IFN-α/RBV-associated depression was an important reason for discontinuing antiviral therapy 
. Consequently, successful treatment of CHC needs prevention of depression. The pooled rate of drug discontinuation differed significantly between the SSRI and placebo groups after subgroup analyses, which was consistent with the results from each trial individually. These results suggest that prophylactic SSRIs have little effect on drug discontinuation during treatment of CHC with the currently available antiviral therapy.
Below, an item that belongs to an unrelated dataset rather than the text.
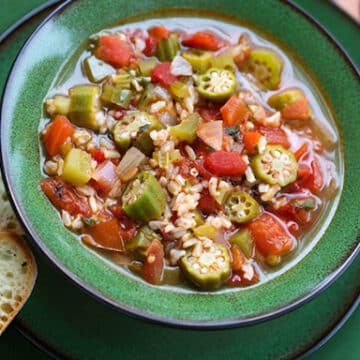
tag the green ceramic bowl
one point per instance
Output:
(330, 247)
The lower rates of rescue therapy, muscle and joint pain and respiratory problems in the SSRI group indicated the better safety and tolerability of SSRIs. These results suggest that prophylactic SSRIs reduce the occurrence of these two adverse events associated with PEG-IFN-α/RBV combination therapy in patients with CHC. However, the pooled rate of dizziness was higher in the SSRI group than the placebo group, which was consistent with the results of each separate trial. This reminds clinicians to pay more attention to the occurrence of this adverse event when prophylactic SSRIs are administrated to patients with CHC. Therefore, prophylactic SSRIs did not worsen most adverse events apart from dizziness. Moreover, adverse events (e.g. diarrhea, headache, and sleep disturbance) were not increased as a result of concurrent administration of antiviral therapy and SSRIs. Although it was reported that citalopram could be safely used during IFN treatment in patients with CHC 
, there were risks of using SSRIs during IFN treatment, because CHC may alter the pharmacokinetics of SSRIs. Therefore, SSRI dose may require adjustment to optimize the treatment 
We need to emphasize that according to our clinical experience and inclusion criteria, the optimal candidates for SSRI prophylaxis are CHC patients with concurrent subsyndromal depression symptoms (such as insomnia and anxiety) or a history of past major depressive disorders and eligibility for PEG-IFN-α/RBV treatment.
There were several limitations to our study. First, only six eligible RCTs were included, and we were limited by data availability. Second, sample sizes in most of the trials were small and included <50 subjects. Third, the possibility of omission of unpublished or ongoing studies still exist, although publication bias was not found according to the funnel plots and the Begg–Mazumdar test. Fourth, possible variation in the definition of depression and severity of depression were present in the studies included in our analysis, although the criteria for diagnosis and severity of depression were similar in all studies. These defects may weaken our results. Further analysis of increased numbers of multicenter RCTs with larger sample sizes are warranted to evaluate comprehensively the true value of prophylactic SSRIs to prevent PEG-IFN-α/RBV-associated depression during antiviral therapy in patients with CHC.
Despite these limitations, our meta-analysis of double-blind, placebo-controlled RCTs shows that prophylactic SSRIs can significantly reduce the incidence of PEG-IFN-α/RBV-associated depression in patients with CHC, with good safety and tolerability and without reduction of SVR.